STRING Term ID provided in the first column. Top 10 biological functions for each network based on smallest false discovery rate (FDR) listed in second column. Analysis strength and FDR listed in columns 3 and 4, respectively. Column 5 lists function-related proteins for each biologic process. Table is broken down by network: (A) Systemic VCAM1 and infarct volume network, (B) Intracranial VCAM1 and infarct volume network, (C) Systemic VCAM1 and infarct edema volume network, and (D) Intracranial VCAM1 and infarct edema volume network

Discussion

VCAM1 is a vascular adhesion molecule induced by several mediators including pro-inflammatory cytokines like TNFα, reactive oxygen species (ROS), turbulent blood flow, microbial stimulation of toll-like receptors, high glucose concentrations, and shear stress [19-23]. Activation for binding of leukocytes with VCAM1 relies on local microenvironmental factors including chemokine profile and has been shown to play a role in endothelial integrity and function in pathological states, such as atherosclerosis [24-30]. Similar to cardiovascular events, studies have investigated the role of VCAM1 in cerebrovascular events including ischemic stroke. In this study, we take a novel approach by sampling both intracranial and systemic VCAM1 from human patients during ELVO stroke to investigate how it relates to comorbid conditions, stroke severity, functional recovery, and protein-protein signaling pathways.

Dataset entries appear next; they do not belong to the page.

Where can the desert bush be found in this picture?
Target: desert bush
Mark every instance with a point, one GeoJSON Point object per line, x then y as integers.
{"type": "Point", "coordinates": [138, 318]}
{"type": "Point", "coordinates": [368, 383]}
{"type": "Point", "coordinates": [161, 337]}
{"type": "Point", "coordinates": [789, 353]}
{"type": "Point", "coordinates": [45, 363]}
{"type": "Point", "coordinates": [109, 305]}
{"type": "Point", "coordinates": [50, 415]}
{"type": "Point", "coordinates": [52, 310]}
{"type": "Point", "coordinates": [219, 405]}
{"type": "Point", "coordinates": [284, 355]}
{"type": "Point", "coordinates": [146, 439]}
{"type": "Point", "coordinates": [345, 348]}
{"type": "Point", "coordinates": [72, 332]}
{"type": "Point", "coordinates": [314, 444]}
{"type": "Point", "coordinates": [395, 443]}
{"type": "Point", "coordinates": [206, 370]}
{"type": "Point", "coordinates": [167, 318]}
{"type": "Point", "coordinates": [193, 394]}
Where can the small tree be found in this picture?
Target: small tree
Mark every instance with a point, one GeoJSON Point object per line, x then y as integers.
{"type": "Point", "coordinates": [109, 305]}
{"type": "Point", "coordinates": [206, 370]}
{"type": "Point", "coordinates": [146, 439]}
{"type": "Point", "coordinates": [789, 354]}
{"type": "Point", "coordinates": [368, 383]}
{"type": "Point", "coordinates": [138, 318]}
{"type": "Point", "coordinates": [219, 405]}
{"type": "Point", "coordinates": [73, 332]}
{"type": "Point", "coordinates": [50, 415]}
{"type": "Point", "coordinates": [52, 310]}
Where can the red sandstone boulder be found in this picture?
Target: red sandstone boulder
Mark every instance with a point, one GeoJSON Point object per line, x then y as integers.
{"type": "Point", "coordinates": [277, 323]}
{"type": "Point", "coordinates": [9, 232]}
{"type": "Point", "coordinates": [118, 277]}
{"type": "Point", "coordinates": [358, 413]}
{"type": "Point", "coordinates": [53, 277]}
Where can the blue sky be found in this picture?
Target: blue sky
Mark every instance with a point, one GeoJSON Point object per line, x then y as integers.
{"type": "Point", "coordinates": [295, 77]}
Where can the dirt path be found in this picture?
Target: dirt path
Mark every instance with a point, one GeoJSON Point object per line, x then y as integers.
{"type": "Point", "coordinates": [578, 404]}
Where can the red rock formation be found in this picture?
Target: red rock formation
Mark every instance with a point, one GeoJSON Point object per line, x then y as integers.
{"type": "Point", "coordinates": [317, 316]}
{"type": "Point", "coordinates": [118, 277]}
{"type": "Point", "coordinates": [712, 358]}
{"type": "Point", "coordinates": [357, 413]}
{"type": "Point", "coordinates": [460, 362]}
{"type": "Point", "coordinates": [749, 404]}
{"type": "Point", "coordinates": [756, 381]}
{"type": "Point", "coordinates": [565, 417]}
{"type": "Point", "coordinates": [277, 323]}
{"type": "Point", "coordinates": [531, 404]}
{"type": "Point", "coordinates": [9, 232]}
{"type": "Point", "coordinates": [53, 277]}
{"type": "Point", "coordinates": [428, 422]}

Soluble VCAM1 has been reported to be a biomarker of endothelial dysfunction associated with both hypertension and atherosclerosis [27, 31–34]. Increased levels of soluble VCAM1 have been observed in patients with primary hypertension and VCAM1 levels have been shown to be reduced after antihypertensive therapy [35-38]. Tchalla et al. studied levels of circulating soluble VCAM1 in an adult population and reported elevated levels may serve as a marker of blood flow dysregulation due to hypertension-induced endothelial damage [31]. Within our cohort, those with HTN had significantly higher levels of both intracranial and systemic VCAM1 when compared to those without HTN, further supporting this relationship. Interestingly, our data demonstrate that the relationship between HTN and VCAM1 is not only limited to systemic arterial circulation but is also found locally at the site of infarct. VCAM1 is a key player in facilitating atherosclerosis by aiding in the local attachment and transmigration of inflammatory cells through the vascular endothelium [39-42]. Interestingly, we found no significant relationship between systemic or intracranial VCAM1 levels and the presence of hypercholesterolemia. Other comorbid conditions have also been reported; for example, in a population with coronary artery disease, levels of soluble VCAM1 were significantly higher in those who smoked as compared to those who did not [43] though in our ELVO cohort we found no significant relationship with VCAM1 levels and smoking status.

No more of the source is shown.